Pierre Siramy est poursuivi pour violation du secret de la Défense nationale depuis la fin avril à la suite de la publication de son livre, selon Lepoint.fr, une information confirmée de source proche du ministère de la Défense.

La plainte vise également les chefs de violation du secret professionnel et de divulgation de l'identité de militaires et civils protégés.

Le PS et les Verts demandent des comptes
Le porte-parole du PS Benoît Hamon a demandé dimanche au gouvernement de faire toute la "transparence" sur les "contreparties".

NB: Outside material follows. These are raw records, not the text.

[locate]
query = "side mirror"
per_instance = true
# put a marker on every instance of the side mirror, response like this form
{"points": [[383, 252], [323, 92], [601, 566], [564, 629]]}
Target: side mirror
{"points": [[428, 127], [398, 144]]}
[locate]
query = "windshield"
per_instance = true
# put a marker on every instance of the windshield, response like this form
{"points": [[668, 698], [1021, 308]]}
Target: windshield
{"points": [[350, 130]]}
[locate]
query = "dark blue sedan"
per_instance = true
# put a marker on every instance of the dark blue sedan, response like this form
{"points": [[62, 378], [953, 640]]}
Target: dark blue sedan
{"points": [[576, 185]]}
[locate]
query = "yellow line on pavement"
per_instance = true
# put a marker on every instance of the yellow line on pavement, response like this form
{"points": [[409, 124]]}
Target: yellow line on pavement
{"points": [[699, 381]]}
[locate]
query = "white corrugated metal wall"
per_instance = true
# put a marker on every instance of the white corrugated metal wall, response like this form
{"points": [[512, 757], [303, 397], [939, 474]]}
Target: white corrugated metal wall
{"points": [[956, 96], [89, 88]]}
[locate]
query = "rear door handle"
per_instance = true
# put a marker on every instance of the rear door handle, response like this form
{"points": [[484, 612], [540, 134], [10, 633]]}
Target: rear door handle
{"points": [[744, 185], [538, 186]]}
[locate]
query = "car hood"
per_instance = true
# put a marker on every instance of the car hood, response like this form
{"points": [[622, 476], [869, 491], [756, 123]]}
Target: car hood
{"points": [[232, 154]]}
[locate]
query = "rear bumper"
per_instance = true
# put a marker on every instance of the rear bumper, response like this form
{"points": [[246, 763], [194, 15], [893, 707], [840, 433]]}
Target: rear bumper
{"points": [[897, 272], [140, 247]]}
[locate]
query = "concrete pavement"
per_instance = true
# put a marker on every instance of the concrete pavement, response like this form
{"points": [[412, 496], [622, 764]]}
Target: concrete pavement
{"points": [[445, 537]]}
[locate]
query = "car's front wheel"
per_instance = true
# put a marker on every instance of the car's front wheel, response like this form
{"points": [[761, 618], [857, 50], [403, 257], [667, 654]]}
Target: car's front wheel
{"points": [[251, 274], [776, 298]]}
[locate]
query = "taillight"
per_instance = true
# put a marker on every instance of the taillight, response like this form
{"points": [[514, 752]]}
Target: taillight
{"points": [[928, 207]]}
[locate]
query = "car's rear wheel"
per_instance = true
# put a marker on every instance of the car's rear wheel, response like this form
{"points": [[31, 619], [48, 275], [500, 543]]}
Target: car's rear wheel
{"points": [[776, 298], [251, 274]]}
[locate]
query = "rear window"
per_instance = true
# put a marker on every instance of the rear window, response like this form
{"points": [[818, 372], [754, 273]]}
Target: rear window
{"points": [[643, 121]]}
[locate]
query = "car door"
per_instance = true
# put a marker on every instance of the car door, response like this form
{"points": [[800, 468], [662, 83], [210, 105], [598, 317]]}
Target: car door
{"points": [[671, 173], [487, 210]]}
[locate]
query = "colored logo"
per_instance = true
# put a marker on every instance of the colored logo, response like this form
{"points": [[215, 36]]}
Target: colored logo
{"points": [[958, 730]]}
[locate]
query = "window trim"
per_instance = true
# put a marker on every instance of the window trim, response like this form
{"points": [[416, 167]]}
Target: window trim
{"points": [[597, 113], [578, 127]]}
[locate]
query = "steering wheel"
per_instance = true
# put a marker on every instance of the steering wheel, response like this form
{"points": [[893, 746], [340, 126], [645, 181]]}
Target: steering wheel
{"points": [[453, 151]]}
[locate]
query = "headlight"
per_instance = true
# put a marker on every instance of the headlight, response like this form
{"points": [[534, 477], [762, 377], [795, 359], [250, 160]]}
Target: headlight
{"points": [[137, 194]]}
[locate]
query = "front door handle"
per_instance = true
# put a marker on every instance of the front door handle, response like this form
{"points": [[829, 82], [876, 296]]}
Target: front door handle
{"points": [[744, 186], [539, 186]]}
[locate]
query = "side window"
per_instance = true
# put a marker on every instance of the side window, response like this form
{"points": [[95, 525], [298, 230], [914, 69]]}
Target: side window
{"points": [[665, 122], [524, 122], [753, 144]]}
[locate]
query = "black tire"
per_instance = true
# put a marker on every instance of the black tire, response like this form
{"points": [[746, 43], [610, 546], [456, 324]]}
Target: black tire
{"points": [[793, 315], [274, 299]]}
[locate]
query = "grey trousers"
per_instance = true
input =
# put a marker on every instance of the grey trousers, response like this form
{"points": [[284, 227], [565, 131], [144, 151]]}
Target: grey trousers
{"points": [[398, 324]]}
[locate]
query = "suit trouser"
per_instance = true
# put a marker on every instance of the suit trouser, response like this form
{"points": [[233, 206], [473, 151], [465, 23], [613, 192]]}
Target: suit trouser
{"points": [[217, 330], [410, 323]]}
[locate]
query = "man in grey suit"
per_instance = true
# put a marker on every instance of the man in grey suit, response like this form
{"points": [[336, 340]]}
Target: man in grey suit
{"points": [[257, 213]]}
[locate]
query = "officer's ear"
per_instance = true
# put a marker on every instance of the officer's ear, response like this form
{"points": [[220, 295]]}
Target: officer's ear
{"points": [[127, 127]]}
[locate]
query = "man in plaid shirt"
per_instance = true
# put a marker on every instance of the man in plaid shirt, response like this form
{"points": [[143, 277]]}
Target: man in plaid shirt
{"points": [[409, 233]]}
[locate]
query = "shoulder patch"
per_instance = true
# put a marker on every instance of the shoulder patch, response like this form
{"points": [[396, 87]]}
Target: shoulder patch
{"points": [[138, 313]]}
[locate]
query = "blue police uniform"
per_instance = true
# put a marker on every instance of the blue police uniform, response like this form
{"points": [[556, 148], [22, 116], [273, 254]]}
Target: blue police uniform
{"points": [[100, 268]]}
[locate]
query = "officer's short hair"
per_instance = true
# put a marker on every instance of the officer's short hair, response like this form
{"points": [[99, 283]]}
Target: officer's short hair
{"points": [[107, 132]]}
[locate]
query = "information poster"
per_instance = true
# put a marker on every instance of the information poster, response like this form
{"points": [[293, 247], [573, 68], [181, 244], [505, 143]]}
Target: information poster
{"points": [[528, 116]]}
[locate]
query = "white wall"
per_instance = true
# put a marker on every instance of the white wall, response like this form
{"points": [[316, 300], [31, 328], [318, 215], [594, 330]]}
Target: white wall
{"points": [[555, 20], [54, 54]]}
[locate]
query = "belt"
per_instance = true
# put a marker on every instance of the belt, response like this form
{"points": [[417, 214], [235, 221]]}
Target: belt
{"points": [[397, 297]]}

"Je pense que le gouvernement aurait avantage à s'expliquer, à dire clairement, plutôt qu'à nier l'évidence, les choix qu'il a faits et qu'il les justifie. C'est toujours mieux quand on dit la vérité", a dit M. Hamon sur France Info.

"Ce gouvernement a pris l'habitude de vouloir maquiller les choses. Il fait une politique de rigueur, il ne dit que ce n'est pas de la rigueur, il obtient la libération de Clotilde Reiss, qui est une bonne chose (...), il y a manifestement des contreparties", a-t-il affirmé. "Il les nie. Dans une démocratie, on a toujours avantage à faire la transparence et à assumer ses choix", a-t-il ajouté.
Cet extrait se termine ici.